Newsroom
27 Nov

by Brooke Baker, WVU Family Nutrition Programs Extension Specialist, and
Sarah Sturgill, Putnam County Extension Agent, WVU Extension Service

holiday_meal The holiday season brings many opportunities for winter activities, gatherings, and sharing meals with loved ones. By choosing wisely this holiday season, you can still honor long-standing traditions while maintaining good health.

Did you know that a slice of pecan pie can contain more than 500 calories? Adding a scoop of vanilla ice cream means this dessert has upwards of 600 calories. Most people need only about 2,000 calories in a day.

Small changes for healthier holiday meals

Remember, healthier substitutions can taste as delicious as old-fashioned foods.

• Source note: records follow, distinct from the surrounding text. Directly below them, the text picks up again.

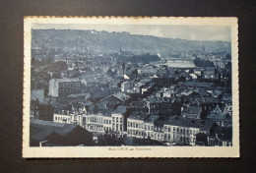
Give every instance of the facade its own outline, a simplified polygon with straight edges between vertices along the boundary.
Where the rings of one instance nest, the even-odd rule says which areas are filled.
[[[81,81],[78,79],[51,79],[48,95],[63,99],[72,93],[81,93]]]
[[[99,107],[102,109],[116,108],[119,105],[125,105],[126,100],[130,97],[122,92],[108,95],[98,101]]]
[[[130,89],[131,84],[129,82],[123,82],[121,84],[121,91],[122,92],[127,92],[128,89]]]
[[[150,114],[167,115],[171,113],[171,104],[168,99],[146,98]]]
[[[123,135],[124,131],[126,131],[126,127],[124,126],[127,124],[127,106],[118,106],[112,112],[112,129],[117,134]]]
[[[216,124],[213,120],[191,120],[188,118],[170,117],[164,123],[164,140],[173,144],[196,144],[199,133],[210,136]]]
[[[127,137],[145,138],[144,121],[148,118],[147,112],[132,112],[127,118]]]
[[[160,118],[159,115],[150,115],[144,122],[145,137],[147,139],[154,139],[155,121]]]
[[[93,134],[80,126],[43,120],[31,120],[32,146],[93,145]]]
[[[181,116],[184,118],[200,119],[201,113],[201,107],[187,107],[182,110]]]

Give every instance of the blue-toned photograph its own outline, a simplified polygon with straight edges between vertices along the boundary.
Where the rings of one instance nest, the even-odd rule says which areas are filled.
[[[230,26],[31,33],[30,146],[232,146]]]

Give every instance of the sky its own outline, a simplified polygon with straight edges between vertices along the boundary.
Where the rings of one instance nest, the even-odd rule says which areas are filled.
[[[158,37],[180,38],[200,41],[230,41],[229,26],[185,26],[185,25],[66,25],[66,24],[34,24],[32,29],[95,29],[112,31],[128,31],[131,34],[153,35]]]

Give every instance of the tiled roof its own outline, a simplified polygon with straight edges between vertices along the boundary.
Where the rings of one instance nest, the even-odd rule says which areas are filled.
[[[182,111],[182,113],[185,114],[201,114],[201,112],[202,112],[201,107],[187,107]]]
[[[134,120],[145,120],[147,118],[149,113],[147,112],[132,112],[131,115],[128,117],[129,119],[134,119]]]
[[[33,140],[42,141],[45,140],[53,132],[61,136],[66,136],[76,127],[76,125],[64,123],[54,123],[43,120],[31,120],[31,138]]]
[[[199,128],[209,130],[214,124],[215,121],[212,119],[209,120],[191,120],[189,118],[183,117],[169,117],[169,119],[164,123],[166,125],[172,126],[180,126],[180,127],[187,127],[187,128]]]
[[[145,120],[146,123],[154,123],[156,120],[160,118],[159,115],[150,115],[149,118]]]
[[[127,106],[118,106],[113,113],[115,114],[124,114],[127,111]]]

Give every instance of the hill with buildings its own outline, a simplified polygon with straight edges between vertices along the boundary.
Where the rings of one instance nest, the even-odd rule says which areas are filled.
[[[32,48],[40,47],[42,38],[48,48],[83,50],[89,53],[113,53],[120,47],[135,54],[173,55],[176,52],[202,51],[230,53],[227,41],[195,41],[135,35],[129,32],[108,32],[74,29],[32,29]]]

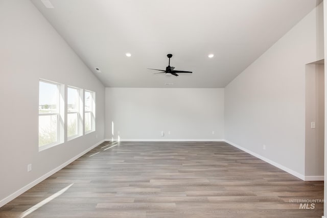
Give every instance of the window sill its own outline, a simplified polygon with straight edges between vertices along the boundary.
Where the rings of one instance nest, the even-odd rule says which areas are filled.
[[[82,135],[75,135],[73,136],[71,136],[69,138],[67,138],[67,141],[70,141],[73,139],[75,139],[75,138],[78,138],[79,137],[82,136]]]
[[[96,131],[95,130],[89,130],[87,132],[85,132],[84,134],[86,135],[87,134],[91,133],[91,132],[95,132],[95,131]]]
[[[54,144],[46,144],[45,146],[39,147],[39,152],[41,152],[42,151],[46,150],[48,149],[50,149],[50,148],[54,147],[55,146],[59,146],[59,144],[62,144],[63,143],[56,143]]]

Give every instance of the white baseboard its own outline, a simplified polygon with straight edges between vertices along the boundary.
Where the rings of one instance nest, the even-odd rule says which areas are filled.
[[[111,139],[105,139],[106,141],[111,141]],[[114,139],[113,141],[118,141],[117,139]],[[120,139],[120,141],[225,141],[224,139]]]
[[[283,169],[283,171],[290,174],[292,174],[292,175],[298,178],[299,179],[301,179],[303,181],[306,181],[306,177],[305,177],[305,176],[302,175],[301,174],[299,174],[294,171],[293,171],[293,169],[291,169],[289,168],[288,168],[286,166],[283,166],[283,165],[279,164],[279,163],[276,163],[274,161],[273,161],[271,160],[269,160],[268,158],[266,158],[260,155],[259,155],[258,154],[256,154],[256,153],[251,152],[251,151],[247,150],[246,149],[245,149],[240,146],[238,146],[236,144],[235,144],[227,140],[225,140],[225,141],[227,143],[228,143],[229,144],[231,144],[232,146],[233,146],[233,147],[237,148],[238,149],[241,149],[241,150],[245,151],[245,152],[246,152],[247,153],[250,154],[251,155],[254,156],[254,157],[258,157],[259,159],[261,159],[261,160],[263,160],[264,161],[266,161],[268,163],[270,163],[270,164],[276,166],[276,167],[278,167],[279,168],[280,168],[281,169]]]
[[[53,174],[54,174],[55,173],[57,173],[57,172],[58,172],[59,171],[60,171],[65,166],[67,166],[69,163],[77,160],[77,159],[78,159],[82,156],[84,155],[84,154],[85,154],[86,153],[87,153],[87,152],[88,152],[94,148],[96,148],[97,146],[100,144],[101,143],[103,142],[104,141],[105,141],[104,140],[102,140],[100,142],[97,143],[96,144],[92,146],[91,147],[81,152],[80,153],[79,153],[79,154],[78,154],[73,158],[66,161],[65,162],[60,165],[60,166],[58,166],[57,167],[55,168],[54,169],[49,172],[49,173],[47,173],[46,174],[44,174],[44,175],[42,176],[39,178],[36,179],[35,180],[33,181],[30,183],[26,185],[22,188],[20,188],[18,190],[15,191],[15,192],[13,193],[12,194],[10,195],[7,197],[5,198],[2,200],[0,200],[0,207],[5,205],[6,204],[8,203],[11,201],[14,200],[14,199],[15,199],[16,198],[17,198],[22,193],[24,193],[25,191],[29,190],[30,188],[32,188],[33,186],[35,186],[36,185],[38,184],[40,182],[42,182],[42,181],[43,181],[44,180],[45,180],[50,176],[52,175]]]
[[[313,176],[305,177],[305,181],[324,181],[323,176]]]

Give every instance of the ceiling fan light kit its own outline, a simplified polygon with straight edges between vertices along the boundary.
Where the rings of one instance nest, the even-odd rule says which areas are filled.
[[[148,69],[153,69],[154,70],[158,70],[158,71],[161,71],[162,72],[155,72],[154,74],[170,74],[172,75],[174,75],[176,77],[178,77],[178,75],[177,74],[176,74],[177,72],[178,72],[178,74],[181,74],[181,73],[189,73],[189,74],[192,74],[192,72],[191,72],[191,71],[184,71],[184,70],[175,70],[174,69],[175,69],[175,67],[173,66],[170,66],[170,58],[173,57],[173,55],[172,55],[171,54],[168,54],[167,55],[167,57],[168,57],[168,58],[169,59],[169,61],[168,62],[168,66],[167,66],[166,67],[166,70],[163,70],[163,69],[152,69],[152,68],[148,68]]]

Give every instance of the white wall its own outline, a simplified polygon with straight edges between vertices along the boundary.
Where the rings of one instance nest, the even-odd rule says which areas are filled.
[[[221,139],[223,111],[223,89],[106,88],[105,137]]]
[[[0,30],[1,206],[104,138],[105,89],[30,1],[0,0]],[[39,152],[39,78],[96,91],[96,131]]]
[[[323,58],[323,21],[321,4],[225,89],[225,138],[302,179],[306,64]]]
[[[324,64],[306,66],[306,176],[323,177]],[[315,124],[314,129],[311,123]]]

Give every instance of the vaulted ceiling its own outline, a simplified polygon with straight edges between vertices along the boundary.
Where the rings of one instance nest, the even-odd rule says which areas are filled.
[[[31,1],[105,86],[175,88],[225,87],[322,2]],[[193,73],[147,69],[165,69],[169,53]]]

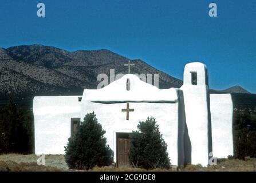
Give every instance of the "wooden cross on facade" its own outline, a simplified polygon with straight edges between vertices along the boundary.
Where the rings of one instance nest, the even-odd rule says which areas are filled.
[[[129,112],[134,112],[134,109],[129,108],[129,103],[126,104],[126,109],[123,109],[122,112],[126,112],[126,120],[129,120]]]
[[[131,63],[130,60],[128,61],[128,64],[124,64],[125,66],[128,66],[128,74],[131,74],[131,66],[135,65],[134,63]]]

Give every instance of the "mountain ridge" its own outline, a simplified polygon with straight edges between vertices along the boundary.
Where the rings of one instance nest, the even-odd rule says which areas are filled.
[[[69,51],[42,45],[0,48],[0,95],[81,94],[85,88],[96,88],[99,74],[109,75],[110,69],[115,69],[116,74],[126,73],[124,65],[129,60],[107,49]],[[152,81],[153,74],[159,74],[160,89],[179,88],[183,84],[141,59],[131,61],[135,63],[132,74],[152,74]],[[217,92],[249,93],[237,86]]]

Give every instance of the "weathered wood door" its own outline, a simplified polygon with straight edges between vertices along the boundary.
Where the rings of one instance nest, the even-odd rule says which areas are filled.
[[[129,163],[129,138],[119,138],[117,142],[118,167],[131,166]]]

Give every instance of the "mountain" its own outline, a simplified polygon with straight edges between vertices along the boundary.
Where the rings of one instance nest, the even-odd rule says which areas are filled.
[[[235,86],[233,87],[229,87],[226,90],[221,90],[222,93],[250,93],[249,92],[243,89],[240,86]]]
[[[96,89],[101,73],[109,76],[110,69],[117,74],[127,73],[124,64],[129,59],[109,50],[68,51],[41,45],[0,48],[0,105],[9,96],[16,103],[31,108],[35,96],[81,95],[85,88]],[[160,89],[180,87],[183,81],[137,59],[131,61],[132,74],[159,74]],[[174,69],[175,67],[174,66]],[[232,93],[236,108],[256,106],[256,94],[241,86],[211,93]]]
[[[68,51],[41,45],[0,48],[0,96],[78,95],[96,89],[101,73],[126,74],[129,59],[108,50]],[[151,67],[141,59],[133,74],[159,74],[159,87],[179,87],[182,81]],[[153,77],[152,78],[153,81]]]

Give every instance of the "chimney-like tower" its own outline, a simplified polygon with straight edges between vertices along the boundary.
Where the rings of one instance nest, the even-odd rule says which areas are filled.
[[[207,166],[212,148],[206,66],[200,62],[187,64],[183,79],[180,89],[183,91],[186,121],[191,143],[191,163]]]

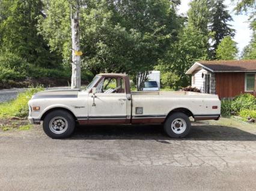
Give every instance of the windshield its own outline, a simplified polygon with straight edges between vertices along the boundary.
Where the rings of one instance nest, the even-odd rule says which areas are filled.
[[[96,81],[98,81],[99,78],[100,78],[100,76],[99,75],[96,75],[96,77],[94,77],[93,81],[91,81],[91,83],[87,86],[85,89],[88,90],[88,89],[92,88],[93,86],[94,86]]]
[[[156,81],[145,81],[144,87],[157,87],[157,83]]]

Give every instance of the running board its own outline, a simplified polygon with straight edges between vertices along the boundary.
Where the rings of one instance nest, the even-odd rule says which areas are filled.
[[[204,125],[209,125],[209,122],[194,122],[194,121],[190,121],[191,123],[194,123],[194,124],[204,124]]]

  • Make bread crumbs from whole-wheat bread. Just toast, let cool, and spin in the food processor until they reach the desired consistency.
  • Preparing a delicious fruit cobbler is an excellent way to use frozen berries or apples. Cobblers can contribute fiber, B vitamins, and minerals if whole-wheat flour and oats are included.
  • Make meatballs with better beef. Local grass-fed beef is widely available in West Virginia, and beef from grass-fed cows is lower in total fat, is higher in healthy fats, and contains more antioxidants than other beef.
  • When preparing turkey or chicken for your holiday meal, remove the skin before serving. The skin of the bird contains a layer of fat, which can add unwanted calories.

Strategies for eating fewer calories

  • Serve smaller portions to yourself and your loved ones to trim down calories. You can decrease your portion size by 20 percent without even noticing the difference.
  • Use smaller plates, bowls, glasses, and utensils. This will lead you to eat less without even thinking about it.
  • Always have a small snack before leaving for a gathering. This trick is most effective if your snack includes fiber and some protein. Have a banana with peanut butter or an apple and some unsalted almonds.
  • Opt for water or unsweetened tea instead of sugar-sweetened drinks like soda or cider. Also, watch out for alcoholic beverages, including
  • eggnog. An 8-ounce glass of eggnog contains about 224 calories and more than 10 grams of fat – most of them saturated.
  • Schedule your holiday meals during normal mealtimes if possible. Holiday celebrations that take place outside of regular mealtimes encourage people to eat more.
  • Stay physically active. People who get regular physical activity are more likely to maintain their weight, or even lose weight, over the holidays.
  • As an easy way to eat well during the holidays, use the “plate method” for meals. Fill half of your plate with fruits and vegetables, one-quarter with starches (like baked potatoes or whole grains), and one-quarter with lean protein.